Island Packet – Though a proud and hardy bunch, we Vrabels are not, nor have ever been, what anyone could remotely call famous. None of us has ever invented anything important (with the exception of my uncle’s failed attempt to patent his long-in-production Taffy Pants), no one has ever been the king, emir or despotic ruler of anything (although I must say that I ran the Crown Point Hub Pool concession stand in high school with an iron fist), no one has starred in a movie (although I do have a brief cameo in the miserable 1993 comedy “Rookie of the Year” as Baseball Crowd Member #12,064). No, we are an understated and swarthy people, simple folk with simple means and simple goals, except my cousin Kevin, who wants very much to be a pirate.
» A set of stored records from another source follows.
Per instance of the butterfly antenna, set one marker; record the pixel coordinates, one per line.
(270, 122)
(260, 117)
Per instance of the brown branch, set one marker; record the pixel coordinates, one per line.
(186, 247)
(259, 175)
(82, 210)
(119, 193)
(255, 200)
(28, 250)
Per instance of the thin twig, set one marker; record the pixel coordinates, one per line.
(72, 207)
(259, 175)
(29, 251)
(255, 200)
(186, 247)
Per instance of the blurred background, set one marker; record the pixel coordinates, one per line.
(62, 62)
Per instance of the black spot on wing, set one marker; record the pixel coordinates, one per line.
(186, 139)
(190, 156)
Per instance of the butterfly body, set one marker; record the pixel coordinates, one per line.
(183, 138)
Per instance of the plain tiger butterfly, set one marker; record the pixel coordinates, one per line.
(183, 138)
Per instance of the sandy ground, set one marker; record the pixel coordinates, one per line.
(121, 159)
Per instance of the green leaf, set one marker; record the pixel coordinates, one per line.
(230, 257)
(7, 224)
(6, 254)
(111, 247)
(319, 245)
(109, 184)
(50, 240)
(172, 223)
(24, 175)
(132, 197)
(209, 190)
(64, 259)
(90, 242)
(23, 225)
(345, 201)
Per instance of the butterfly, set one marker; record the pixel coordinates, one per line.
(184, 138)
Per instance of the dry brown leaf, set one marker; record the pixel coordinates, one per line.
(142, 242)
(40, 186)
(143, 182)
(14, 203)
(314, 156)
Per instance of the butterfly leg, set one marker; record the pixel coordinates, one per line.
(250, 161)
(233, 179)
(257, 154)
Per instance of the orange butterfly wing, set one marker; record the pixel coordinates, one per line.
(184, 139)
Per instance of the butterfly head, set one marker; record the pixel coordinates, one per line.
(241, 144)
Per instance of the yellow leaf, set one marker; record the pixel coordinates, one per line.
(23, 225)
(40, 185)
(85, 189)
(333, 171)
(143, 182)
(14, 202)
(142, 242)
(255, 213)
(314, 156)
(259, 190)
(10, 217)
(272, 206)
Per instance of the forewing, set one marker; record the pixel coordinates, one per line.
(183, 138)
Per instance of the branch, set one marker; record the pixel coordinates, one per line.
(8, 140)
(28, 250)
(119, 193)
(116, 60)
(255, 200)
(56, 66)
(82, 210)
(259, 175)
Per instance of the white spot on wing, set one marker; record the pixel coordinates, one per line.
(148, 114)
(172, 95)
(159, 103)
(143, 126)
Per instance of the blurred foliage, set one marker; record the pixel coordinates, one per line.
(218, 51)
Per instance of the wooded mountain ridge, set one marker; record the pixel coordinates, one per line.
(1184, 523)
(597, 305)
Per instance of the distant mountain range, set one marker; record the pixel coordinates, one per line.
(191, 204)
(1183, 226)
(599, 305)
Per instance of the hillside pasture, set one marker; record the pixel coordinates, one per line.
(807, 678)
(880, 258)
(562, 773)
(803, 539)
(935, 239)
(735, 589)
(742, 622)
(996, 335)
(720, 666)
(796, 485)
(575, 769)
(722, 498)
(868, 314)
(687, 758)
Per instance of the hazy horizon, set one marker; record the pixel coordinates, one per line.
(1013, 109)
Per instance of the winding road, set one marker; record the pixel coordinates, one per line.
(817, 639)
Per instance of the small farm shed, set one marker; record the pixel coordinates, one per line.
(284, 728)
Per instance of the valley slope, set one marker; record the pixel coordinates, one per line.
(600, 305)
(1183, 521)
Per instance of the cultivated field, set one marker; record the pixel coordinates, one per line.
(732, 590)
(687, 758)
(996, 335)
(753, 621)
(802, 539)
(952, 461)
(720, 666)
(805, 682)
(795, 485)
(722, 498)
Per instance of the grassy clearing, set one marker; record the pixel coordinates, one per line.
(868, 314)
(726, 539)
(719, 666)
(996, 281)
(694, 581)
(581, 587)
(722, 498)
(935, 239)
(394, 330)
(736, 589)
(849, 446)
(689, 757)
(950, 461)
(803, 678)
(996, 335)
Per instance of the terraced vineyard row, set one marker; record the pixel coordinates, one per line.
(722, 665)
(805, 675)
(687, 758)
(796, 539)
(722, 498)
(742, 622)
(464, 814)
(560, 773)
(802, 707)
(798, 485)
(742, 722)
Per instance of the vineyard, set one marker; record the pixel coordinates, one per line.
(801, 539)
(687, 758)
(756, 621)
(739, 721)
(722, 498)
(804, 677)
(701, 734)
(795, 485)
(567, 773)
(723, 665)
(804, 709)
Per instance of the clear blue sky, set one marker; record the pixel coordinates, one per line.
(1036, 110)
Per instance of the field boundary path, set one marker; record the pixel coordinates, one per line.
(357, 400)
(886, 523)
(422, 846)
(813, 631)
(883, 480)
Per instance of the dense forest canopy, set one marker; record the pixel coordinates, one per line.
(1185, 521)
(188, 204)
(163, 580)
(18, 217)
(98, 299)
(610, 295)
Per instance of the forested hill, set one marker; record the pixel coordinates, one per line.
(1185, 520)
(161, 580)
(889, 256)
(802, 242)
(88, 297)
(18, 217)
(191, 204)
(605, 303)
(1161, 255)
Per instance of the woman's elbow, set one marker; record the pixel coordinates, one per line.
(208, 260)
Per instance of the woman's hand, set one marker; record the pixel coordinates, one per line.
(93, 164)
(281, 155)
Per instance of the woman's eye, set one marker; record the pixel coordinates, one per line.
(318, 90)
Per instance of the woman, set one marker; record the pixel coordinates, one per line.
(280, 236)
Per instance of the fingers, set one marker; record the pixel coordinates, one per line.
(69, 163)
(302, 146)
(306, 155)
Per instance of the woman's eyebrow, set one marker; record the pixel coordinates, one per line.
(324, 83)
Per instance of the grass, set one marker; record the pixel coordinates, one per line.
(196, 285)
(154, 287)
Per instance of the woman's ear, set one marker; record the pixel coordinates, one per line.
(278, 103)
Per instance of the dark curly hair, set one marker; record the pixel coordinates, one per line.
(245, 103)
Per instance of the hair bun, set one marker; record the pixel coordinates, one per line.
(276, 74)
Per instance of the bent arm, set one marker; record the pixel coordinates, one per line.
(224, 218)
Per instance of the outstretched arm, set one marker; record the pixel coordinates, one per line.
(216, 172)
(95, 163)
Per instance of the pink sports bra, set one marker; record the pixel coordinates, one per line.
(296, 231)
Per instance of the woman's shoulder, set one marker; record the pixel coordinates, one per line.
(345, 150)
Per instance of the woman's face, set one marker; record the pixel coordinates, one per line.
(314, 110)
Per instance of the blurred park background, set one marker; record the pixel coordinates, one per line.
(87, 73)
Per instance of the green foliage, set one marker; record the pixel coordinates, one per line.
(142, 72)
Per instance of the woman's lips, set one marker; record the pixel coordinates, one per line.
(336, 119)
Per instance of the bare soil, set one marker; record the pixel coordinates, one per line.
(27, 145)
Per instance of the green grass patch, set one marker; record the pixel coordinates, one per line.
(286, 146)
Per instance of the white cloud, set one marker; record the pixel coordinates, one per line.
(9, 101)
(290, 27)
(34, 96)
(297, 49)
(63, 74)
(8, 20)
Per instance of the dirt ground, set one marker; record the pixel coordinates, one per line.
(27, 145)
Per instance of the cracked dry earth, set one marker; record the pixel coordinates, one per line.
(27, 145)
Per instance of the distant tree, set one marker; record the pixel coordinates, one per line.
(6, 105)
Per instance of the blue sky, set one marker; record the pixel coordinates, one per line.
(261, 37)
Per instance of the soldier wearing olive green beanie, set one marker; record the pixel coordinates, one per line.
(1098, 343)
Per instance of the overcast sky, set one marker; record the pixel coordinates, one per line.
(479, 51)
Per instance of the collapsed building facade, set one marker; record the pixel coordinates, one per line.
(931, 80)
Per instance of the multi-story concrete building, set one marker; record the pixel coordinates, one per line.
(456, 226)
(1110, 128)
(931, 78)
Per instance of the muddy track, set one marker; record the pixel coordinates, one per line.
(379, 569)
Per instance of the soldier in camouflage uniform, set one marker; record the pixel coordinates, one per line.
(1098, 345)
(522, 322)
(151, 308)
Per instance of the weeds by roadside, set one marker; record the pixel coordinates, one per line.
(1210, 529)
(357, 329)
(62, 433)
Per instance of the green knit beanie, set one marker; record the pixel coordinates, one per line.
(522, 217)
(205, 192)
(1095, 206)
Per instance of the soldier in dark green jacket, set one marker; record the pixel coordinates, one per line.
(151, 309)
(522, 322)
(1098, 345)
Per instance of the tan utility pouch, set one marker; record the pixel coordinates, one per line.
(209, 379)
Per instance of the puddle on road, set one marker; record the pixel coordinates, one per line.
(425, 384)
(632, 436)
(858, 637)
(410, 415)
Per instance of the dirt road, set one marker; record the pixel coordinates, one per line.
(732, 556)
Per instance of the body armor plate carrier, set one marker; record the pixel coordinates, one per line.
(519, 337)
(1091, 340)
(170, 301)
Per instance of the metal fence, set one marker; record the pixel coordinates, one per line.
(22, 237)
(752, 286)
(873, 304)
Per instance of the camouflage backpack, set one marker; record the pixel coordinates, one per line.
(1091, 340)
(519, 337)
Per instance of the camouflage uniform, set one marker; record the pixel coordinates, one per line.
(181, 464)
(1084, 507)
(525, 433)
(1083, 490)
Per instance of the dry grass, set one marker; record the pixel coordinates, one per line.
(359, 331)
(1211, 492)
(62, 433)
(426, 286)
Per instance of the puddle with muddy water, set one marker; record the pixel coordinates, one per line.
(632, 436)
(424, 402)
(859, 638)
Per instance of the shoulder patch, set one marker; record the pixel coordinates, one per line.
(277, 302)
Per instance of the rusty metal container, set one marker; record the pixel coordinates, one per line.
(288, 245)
So imagine our surprise, our thrill, our elementary-schoolgirl glee when we first learned about our collective tangential, fragile and probably fictional connection to Mike Vrabel, linebacker for the Super Bowl-bound New England Patriots, who already owns three Super Bowl rings, who has caught two Super Bowl touchdown passes, who is according to the Elias Sports Bureau the only player to have two touchdown catches and a sack in the same game, and whose inclusion here will dramatically increase this column’s Google hits.
People ask all the time if I’m related to Mike Vrabel, and each time I immediately reply yes, for three reasons:
- My last name is Vrabel, so we’re closer to related than we are not related;
- It sounds cool; and
- Sometimes it gets you a free beer, if you’re in Boston. Also, if I keep saying it enough, I figure there’s at least a small chance he’ll send me a jersey (size Extra Waifish).
But in reality, I have no idea if we have the slightest bit to do with each other, other than the fact that he looks a little bit like my brother, if my brother were to put on 300 lbs. of sheer muscle mass and become extremely rich. But there’s no concrete evidence that I know of, which, of course, does nothing to stop me from routinely referring to Mike as my cousin, brother and sometimes father, depending on the crowd around me and how much beer I’ve consumed.
Now before you judge me for what admittedly amounts to a series of bald-faced lies, let me argue that for a red-blooded American male without any athletic skill that doesn’t involve Tetris, whose name is an ungodly gumbo of Eastern European consonants that apparently translates roughly into the extremely twerpy-sounding “little bird,” there are few thrills more thrilling, even if they have nothing to do with you, than hearing the words “Touchdown, Vrabel!” in the Super Bowl. It’s crazy, and the sheer, unrelenting joy of it the first time caused me literally to leap out of my seat and pump both fists in the air, causing all manner of chaos in the traffic behind me.
Besides, Mike has done great things for our family. Sure, our name still puts you in the back of the class alphabetically, as well as sounds like the sound you’d make if you were trying to consume a Yo-Yo without chewing it, but now, we no longer have to take 12 minutes spelling our names over the phone if the person on the other line is a football fan (“No, V as in VICTOR, R, A … no, no, V … VICTOR …” – seriously, at this point I’ve started a collection of Sea Pines passes that spell my name with Bs, Ds and Qs).
But mostly, he’s allowed me to get behind a winning sports team, which, having grown up as a Cubs fan for some reason, is no small favor. And the name recognition alone will make it much easier for Uncle Jim to get his taffy pants funding.